Courts continue to require changes at the University of Wisconsin


Wednesday, October 02, 2002

Madison, WI  – A federal appeals court ruled this week that aspects of the University of Wisconsin student fee system remain unconstitutional.  It did not vindicate the university’s position on mandatory student fees.

The university has argued repeatedly in court that it should not be required to make any changes to its student fee system.  And only because of litigation in Southworth v. Board of Regents of the University of Wisconsin System has the university made any changes at all.

The university has argued that it should not have to make any changes to protect the rights of students forced to pay into the system.  Driving the litigation is the unfair nature of mandatory student fees going to support controversial campus groups.   

This week’s opinion, issued by the United States Court of Appeals for the Seventh Circuit, has been misunderstood, according to Jordan Lorence, senior counsel for the Alliance Defense Fund (ADF) and lead attorney for the students suing the University of Wisconsin.

"I’m surprised the university now takes credit for changes in its system.  It made those changes only because the court ordered them to," said Lorence.  "The university has asked the court many times to impose no changes at all, and has asked to return to the discriminatory system it used in 1995 and before.

 "For instance, the university retained explicit viewpoint-discriminatory policies prohibiting religious groups and partisan political groups from applying for any funding.  But the court acted and compelled the university to abandon those policies," Lorence said.

"It argued to maintain the status quo of a system with no appeals.  If a student group applied for funding to the student government, and was denied, the only ‘appeal’ was to the same committee that originally denied them funding.

"Under the earlier system, students campaigning for election to the student government could openly promise to fund or defund specific groups if elected, with no checks on these campaign promises once elected.  The University of Wisconsin argued to maintain that unfair system.

"The university wanted to keep the system that exempted certain controversial groups from various accountability procedures that other groups had to endure."  These were groups that received the most funding, such as the Wisconsin Public Interest Research Group, or WISPIRG.

"And most interestingly, the University of Wisconsin argued that it should be allowed to maintain a system in which the student government could deny funding to certain groups and then provide no official reasons for the denial.

"All of these salutary changes result from our litigation, and not the university’s concerns for students’ rights," Lorence said.

Additional history

To really understand that the court did not do what the University of Wisconsin asked for, it’s necessary to know the history of the case, Lorence explained.

Scott Southworth and the other students at the University of Wisconsin began the lawsuit in 1995.  
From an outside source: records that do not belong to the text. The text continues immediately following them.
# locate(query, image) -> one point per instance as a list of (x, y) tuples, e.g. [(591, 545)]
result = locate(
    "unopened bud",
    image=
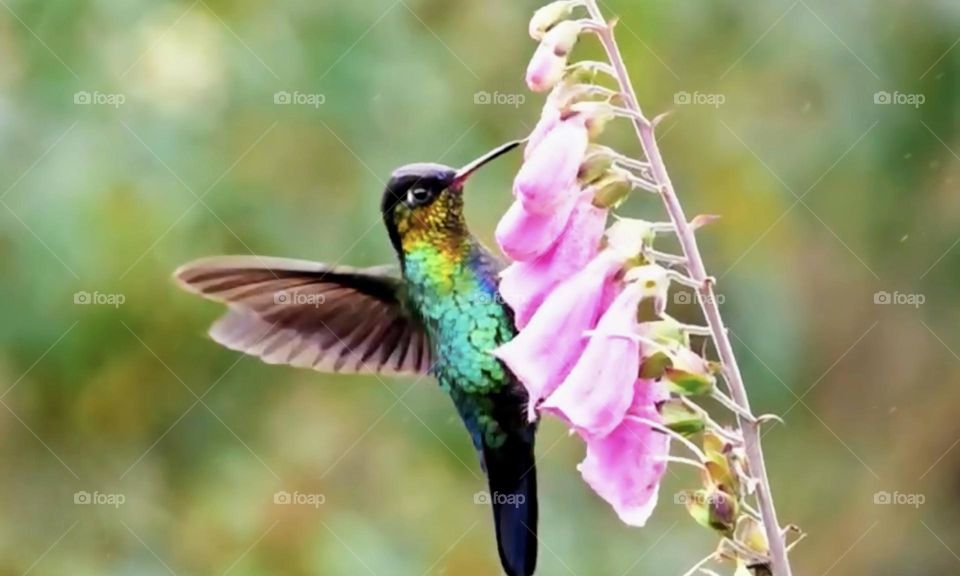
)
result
[(547, 17), (549, 62), (628, 236), (612, 189)]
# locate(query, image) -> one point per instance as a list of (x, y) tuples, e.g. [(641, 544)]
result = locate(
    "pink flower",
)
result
[(597, 393), (524, 235), (625, 467), (525, 285), (545, 350), (551, 170), (546, 68), (549, 119)]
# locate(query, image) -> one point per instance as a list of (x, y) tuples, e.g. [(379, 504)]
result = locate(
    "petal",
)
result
[(549, 119), (525, 285), (544, 351), (524, 235), (553, 165), (626, 466), (598, 392)]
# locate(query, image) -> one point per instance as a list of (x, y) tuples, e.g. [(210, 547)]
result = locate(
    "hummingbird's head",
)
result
[(424, 202)]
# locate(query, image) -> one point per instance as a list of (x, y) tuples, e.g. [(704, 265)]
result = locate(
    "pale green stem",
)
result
[(780, 564)]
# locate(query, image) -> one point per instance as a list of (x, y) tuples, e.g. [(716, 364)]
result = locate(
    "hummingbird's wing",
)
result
[(311, 315)]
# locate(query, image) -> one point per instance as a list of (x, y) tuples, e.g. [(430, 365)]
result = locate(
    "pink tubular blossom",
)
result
[(551, 171), (545, 350), (597, 393), (625, 467), (525, 285), (524, 236)]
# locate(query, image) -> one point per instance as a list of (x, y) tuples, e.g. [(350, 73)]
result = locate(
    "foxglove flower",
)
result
[(549, 62), (551, 171), (595, 396), (545, 350), (525, 285), (548, 16), (524, 235), (625, 466), (549, 119)]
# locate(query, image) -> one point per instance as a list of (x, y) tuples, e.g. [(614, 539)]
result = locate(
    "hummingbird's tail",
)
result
[(512, 474)]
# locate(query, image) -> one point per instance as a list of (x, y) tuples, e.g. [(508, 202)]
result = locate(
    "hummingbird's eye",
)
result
[(417, 196)]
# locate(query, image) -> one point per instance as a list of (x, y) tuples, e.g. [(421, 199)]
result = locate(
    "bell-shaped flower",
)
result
[(525, 285), (541, 355), (552, 168), (524, 235), (625, 466), (549, 119), (597, 393), (548, 16)]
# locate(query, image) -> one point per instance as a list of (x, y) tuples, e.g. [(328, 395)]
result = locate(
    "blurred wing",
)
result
[(310, 315)]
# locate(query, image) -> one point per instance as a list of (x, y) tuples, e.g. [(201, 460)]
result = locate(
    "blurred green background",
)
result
[(137, 135)]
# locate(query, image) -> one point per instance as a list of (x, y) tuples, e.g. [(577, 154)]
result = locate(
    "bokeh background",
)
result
[(137, 135)]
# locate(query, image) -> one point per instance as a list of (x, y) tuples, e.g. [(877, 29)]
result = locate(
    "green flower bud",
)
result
[(547, 17)]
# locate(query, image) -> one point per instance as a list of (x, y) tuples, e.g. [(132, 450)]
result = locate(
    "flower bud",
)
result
[(551, 171), (612, 190), (549, 62), (545, 69), (680, 418), (629, 236), (547, 17)]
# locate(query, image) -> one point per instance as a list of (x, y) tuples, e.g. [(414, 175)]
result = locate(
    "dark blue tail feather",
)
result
[(511, 471)]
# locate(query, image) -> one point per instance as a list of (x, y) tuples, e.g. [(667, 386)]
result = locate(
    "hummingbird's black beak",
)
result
[(469, 169)]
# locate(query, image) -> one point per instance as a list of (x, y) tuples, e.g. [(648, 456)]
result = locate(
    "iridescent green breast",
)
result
[(455, 293)]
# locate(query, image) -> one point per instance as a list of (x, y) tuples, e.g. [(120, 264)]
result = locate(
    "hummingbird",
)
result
[(440, 315)]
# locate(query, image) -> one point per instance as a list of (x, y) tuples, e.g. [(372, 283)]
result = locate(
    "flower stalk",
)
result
[(779, 563)]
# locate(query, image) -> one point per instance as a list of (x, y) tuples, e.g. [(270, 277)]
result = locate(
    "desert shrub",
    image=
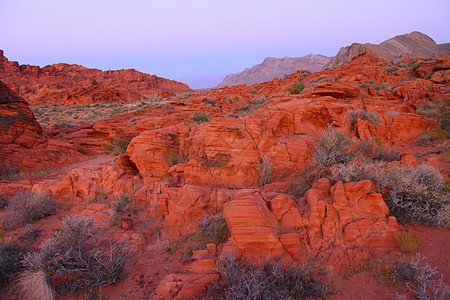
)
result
[(3, 201), (332, 148), (122, 145), (413, 194), (200, 118), (264, 168), (372, 117), (32, 206), (409, 242), (269, 281), (296, 88), (417, 194), (418, 276), (11, 260), (210, 231), (72, 253), (172, 158), (7, 172), (376, 152)]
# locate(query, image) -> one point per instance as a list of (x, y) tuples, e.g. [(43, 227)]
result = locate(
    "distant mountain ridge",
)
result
[(411, 45), (275, 67)]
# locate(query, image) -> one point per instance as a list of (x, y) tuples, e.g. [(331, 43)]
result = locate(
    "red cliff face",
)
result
[(73, 84)]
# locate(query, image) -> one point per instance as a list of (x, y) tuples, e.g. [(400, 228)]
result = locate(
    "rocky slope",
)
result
[(275, 67), (411, 45), (197, 159), (73, 84)]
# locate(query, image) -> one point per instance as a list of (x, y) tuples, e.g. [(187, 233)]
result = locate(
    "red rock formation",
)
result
[(73, 84)]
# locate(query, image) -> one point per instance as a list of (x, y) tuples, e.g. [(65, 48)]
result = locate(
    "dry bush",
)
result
[(296, 88), (413, 194), (264, 168), (200, 118), (332, 148), (409, 242), (72, 253), (269, 281), (418, 276), (32, 206)]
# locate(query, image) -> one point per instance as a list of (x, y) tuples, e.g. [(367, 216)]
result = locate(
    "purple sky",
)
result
[(179, 38)]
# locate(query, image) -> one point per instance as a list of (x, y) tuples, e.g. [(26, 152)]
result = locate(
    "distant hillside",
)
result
[(275, 67), (202, 82), (411, 45), (74, 84)]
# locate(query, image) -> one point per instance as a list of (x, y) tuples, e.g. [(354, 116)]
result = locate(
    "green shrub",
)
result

  • In March of 2000, the United States Supreme Court sent the case back to federal district court for another look   
  • The Supreme Court ordered review of the university’s student fee system to see if it lacked basic protections for the rights of students who were forced to pay into the system  
  • Student fee monies were not being distributed in a viewpoint-neutral manner, and the court want that changed

After the case returned to the lower courts in March 2000, the students and their ADF attorney challenged the constitutionality of the many aspects of the student fee system. 
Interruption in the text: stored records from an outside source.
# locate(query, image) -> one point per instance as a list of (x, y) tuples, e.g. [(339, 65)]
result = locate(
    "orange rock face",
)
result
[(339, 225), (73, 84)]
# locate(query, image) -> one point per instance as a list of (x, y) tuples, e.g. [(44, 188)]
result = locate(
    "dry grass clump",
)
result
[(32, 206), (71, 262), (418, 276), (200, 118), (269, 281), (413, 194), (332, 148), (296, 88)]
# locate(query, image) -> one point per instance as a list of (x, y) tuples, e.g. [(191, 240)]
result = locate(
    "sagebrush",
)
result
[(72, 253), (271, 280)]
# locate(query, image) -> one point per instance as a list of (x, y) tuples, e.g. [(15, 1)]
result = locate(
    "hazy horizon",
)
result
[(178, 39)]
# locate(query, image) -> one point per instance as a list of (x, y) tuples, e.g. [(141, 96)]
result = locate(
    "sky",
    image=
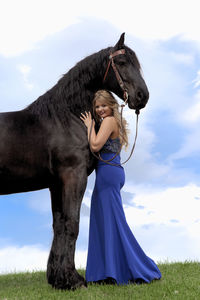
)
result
[(41, 41)]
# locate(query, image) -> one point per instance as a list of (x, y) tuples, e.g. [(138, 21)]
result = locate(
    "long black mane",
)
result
[(75, 90)]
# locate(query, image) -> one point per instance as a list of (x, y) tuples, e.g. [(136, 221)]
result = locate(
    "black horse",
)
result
[(45, 146)]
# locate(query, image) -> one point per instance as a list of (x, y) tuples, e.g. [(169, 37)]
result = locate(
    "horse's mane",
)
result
[(75, 90)]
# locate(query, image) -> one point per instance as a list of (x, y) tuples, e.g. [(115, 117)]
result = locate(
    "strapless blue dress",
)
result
[(113, 251)]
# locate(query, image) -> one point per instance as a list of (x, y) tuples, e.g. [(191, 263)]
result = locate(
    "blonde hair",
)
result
[(112, 103)]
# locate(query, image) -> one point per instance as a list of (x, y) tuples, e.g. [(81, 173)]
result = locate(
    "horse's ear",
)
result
[(120, 43)]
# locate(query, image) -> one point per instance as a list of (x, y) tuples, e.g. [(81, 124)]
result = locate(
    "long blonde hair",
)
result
[(112, 103)]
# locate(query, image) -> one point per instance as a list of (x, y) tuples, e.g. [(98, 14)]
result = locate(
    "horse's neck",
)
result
[(75, 91)]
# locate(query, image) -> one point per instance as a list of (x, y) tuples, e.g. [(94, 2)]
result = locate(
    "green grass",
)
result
[(179, 281)]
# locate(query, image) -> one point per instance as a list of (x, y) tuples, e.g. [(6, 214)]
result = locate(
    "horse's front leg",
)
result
[(66, 198)]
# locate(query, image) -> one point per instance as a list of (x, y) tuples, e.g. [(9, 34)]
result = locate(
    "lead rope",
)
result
[(133, 147)]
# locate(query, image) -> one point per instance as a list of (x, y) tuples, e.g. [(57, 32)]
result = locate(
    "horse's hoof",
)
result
[(70, 280)]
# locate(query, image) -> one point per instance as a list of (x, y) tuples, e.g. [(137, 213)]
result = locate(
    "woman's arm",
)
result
[(107, 127)]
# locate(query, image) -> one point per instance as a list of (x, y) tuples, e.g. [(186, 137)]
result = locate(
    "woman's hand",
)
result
[(87, 119)]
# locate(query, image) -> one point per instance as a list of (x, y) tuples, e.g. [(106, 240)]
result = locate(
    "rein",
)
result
[(125, 97)]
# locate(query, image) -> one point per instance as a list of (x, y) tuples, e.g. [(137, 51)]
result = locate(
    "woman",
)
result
[(114, 255)]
  • The students claimed the deficiencies included the prohibition against religious groups and partisan political groups from applying for any funding
  • The lack of an appeals system 
  • Lack of accountability for certain groups

Between March 2000 and February 2001, the University of Wisconsin made two sets of major changes to the student fee system in response to the persistent litigation of ADF and the student plaintiffs.  
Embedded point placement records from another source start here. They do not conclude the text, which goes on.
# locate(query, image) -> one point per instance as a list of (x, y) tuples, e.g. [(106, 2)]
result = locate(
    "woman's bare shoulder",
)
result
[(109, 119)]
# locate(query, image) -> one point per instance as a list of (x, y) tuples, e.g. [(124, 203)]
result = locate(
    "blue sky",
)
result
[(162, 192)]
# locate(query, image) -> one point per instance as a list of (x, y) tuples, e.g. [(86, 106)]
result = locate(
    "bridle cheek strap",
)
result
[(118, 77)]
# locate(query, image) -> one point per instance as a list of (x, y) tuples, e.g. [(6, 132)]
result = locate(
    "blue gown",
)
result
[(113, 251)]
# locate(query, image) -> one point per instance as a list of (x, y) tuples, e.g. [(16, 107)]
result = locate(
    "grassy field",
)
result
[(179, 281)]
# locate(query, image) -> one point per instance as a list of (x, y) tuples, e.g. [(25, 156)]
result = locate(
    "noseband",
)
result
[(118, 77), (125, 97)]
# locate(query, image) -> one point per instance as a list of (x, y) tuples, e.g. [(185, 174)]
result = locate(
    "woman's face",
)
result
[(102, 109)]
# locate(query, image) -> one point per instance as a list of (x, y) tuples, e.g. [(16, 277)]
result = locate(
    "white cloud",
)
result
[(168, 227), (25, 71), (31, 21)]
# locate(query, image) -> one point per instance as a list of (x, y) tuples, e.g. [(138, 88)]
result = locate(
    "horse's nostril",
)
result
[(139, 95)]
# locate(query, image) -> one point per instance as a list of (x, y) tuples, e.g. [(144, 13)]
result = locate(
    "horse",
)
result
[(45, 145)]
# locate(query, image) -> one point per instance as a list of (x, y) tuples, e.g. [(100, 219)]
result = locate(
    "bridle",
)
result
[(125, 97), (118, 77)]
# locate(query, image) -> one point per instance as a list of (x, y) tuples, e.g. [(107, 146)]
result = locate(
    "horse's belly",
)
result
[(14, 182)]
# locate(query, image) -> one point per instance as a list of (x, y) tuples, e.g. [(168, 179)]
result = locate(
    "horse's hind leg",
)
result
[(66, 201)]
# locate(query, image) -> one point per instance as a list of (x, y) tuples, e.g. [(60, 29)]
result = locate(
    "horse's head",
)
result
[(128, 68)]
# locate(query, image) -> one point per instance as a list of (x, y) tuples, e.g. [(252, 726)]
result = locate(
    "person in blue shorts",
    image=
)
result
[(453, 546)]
  • ADF viewed many of these changes only as moves in the right direction
  • ADF had to argue in court that the changes were cosmetic, still inadequate, and definitely unconstitutional

The United States Court of Appeals for the Seventh Circuit this week agreed with ADF that some of the standards were unconstitutional. 

  • The federal appeals court even agreed with the plaintiffs that some procedures hide viewpoint-discriminatory funding decisions
  • Some of the procedures still allowed student government members to fund groups they like and defund groups they don’t, but hide viewpoint-discriminatory funding decisions

The changes the court pointed to all came because of court action, not because of voluntary action by the university.  

  • Now, student government members must vow not to discriminate on the basis of viewpoint
  • The ban on funding religious groups and political groups has been repealed 
  • The University has established an actual appeals process 
  • When the student government denies funding to an applicant group, the student government must record the vote and state in writing why they denied funding to a group

None of these changes would have happened without the ADF litigation.

ADF is a legal alliance of Christian attorneys and like-minded organizations defending the right of people to freely live out their faith. Launched in 1994, ADF employs a unique combination of strategy, training, funding, and litigation to protect and preserve religious liberty, the sanctity of life, marriage, and the family.